Nesta medida a leitura corporal aproxima a literatura de outro suporte - o corpo – que, em seu bojo, traz a idéia de performance. Contemporaneamente a performance se converte em um termo ''mutante e nômade''1 (PRIETO, 2001) ao combinar diferentes genealogias e definições, segundo se fale a partir das artes plásticas, do teatro, da música, da antropologia ou da literatura. Provisoriamente no campo da literatura satisfaz-me a visão de Paul Zumthor que a entende como:

um ato de leitura onde além da decodificação da informação se agregam elementos não-informativos que evocam o prazer no receptor e se converte em realidade poética pela leitura que é praticada por um sujeito determinado. (ZUMTHOR, 2000,29)

Introduzir na literatura o tema da performance serve para estudar o presente na profusão de uma nova camada de trabalhadores informais que resgatam o histrionismo, a acrobacia e o malabarismo ou a técnica da mímica nas ruas das principais latino-americanas.2 Ou dos escritores que reivindicam a oralidade como é o caso de Elicura Chihuailaf, poeta mapuche chileno que em sua obra bilingüe ( en castellano e em mapuzugun) Recado confidencial a los chilenos se autodenomina um ''oralitor'' porque realiza a oralitura:

la palabra sostenida en la memoria, movida por ella, desde el hablar de la fuente que fluye en las comunidades. La palabra escrita no como mero artifício lingüístico ...sino como un compromiso en el presente del Sueño y la Memoria. (CHIHUAILAF,1999,62)

Se no presente a literatura como corpo espalha-se no âmbito multidisciplinar da performance e da poesia étnica, a fim de elaborar leituras diacrônicas, recorro à contribuição a Antonio Cornejo Polar, que, embora em seu momento compreendia a literatura latino-americana como totalidade, ressalta o fenômeno cultural como um sistema complexo, feito de vários conflitos e contradições. Um dos primeiros conflitos, segundo Cornejo Polar, seria a duplicidade de seus mecanismos de conformação - a oralidade e a escritura que remetem a duas racionalidades diferenciadas. Entre uma e outra há uma larga e complicada franja de interseções e aponta como grau zero de interação: o diálogo entre Atahualpa e o padre Vicente Valverde em Cajamarca em abril de 1532. Desde um locus, o Peru, Cornejo Polar compõe uma genealogia a seu conceito de heterogeneidade.

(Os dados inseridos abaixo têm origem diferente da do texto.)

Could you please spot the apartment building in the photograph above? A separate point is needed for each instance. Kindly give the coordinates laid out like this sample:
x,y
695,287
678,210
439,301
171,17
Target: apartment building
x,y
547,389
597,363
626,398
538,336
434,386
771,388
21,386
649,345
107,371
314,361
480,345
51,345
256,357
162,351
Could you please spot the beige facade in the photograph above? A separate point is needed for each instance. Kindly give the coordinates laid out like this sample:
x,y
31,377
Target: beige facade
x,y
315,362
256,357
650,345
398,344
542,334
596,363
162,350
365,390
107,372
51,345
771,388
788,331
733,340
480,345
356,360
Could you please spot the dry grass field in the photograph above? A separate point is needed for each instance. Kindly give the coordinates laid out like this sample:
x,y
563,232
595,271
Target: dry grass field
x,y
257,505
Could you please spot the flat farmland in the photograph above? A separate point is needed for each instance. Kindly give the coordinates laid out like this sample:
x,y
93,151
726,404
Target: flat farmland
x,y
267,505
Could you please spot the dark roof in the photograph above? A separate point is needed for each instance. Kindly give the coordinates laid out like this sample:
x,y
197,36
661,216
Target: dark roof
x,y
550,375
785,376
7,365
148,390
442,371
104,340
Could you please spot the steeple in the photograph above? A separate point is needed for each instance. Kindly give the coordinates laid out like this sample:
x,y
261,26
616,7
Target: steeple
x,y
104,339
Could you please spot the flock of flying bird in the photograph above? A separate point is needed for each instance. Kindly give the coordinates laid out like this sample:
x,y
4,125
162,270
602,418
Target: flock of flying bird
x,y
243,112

No caso do encontro de Cajamarca o episódio que aparece nas crônicas, deixou marcas profundas em performances andinas atuais como em Paucartambo, Carhuamayo3 que, ao lado das festas cristãs, também sobrevivem à transculturação em forma de rito da morte de Atahualpa. O episódio do breviário atirado ao chão por Atahualpa reverbera na cultura andina desde o século XVI pois se o livro sagrado provocava nos iletrados uma certa reação de submissão como se o livro ou as letras contivessem espíritos, não conteria a mesmo sentido que para os letrados.

Isto explicaria por que os cronistas incas como Santa Cruz Pachacuti dedicam poucas linhas ao episódio? Em comparação aos textos espanhóis relativos ao evento Nueva Corónica de Guamán Poma de Ayala enfatiza o verbo ''dizer''evocando obsessivamente recorrentes indicações de oralidade ( Polar, 2000, 231). Ao privilegiar a oralidade Guamán Poma faz sobressair o corpo indígena, sua cultura e a imagem que se retrata nas páginas dessa obra intersemiótica e a memória da voz que se simula simula no campo oral, diferentemente de Garcilaso que contesta a versão de rebeldia em Atahualpa, ao mostrá-lo submisso em aceitar o desígnio divino da evangelização.

É justamente a obra Comentarios Reales de Garcilaso, el inca que sela o pacto entre a voz e a letra. Esta resolução está na base de sua canonização como escritura? Se por um lado a escrita penetra na cultura andina como misto de poder e autoridade, por outro funciona para desprezar outros sistemas de signos, outras linguagens. Deste modo a morte de Atahualpa virou mito - tragédia pan-andina: (wanka). O encontro em Cajamarca mostra, como diz Cornejo Polar, ''o triunfo inicial da letra e a primeira derrota da voz''.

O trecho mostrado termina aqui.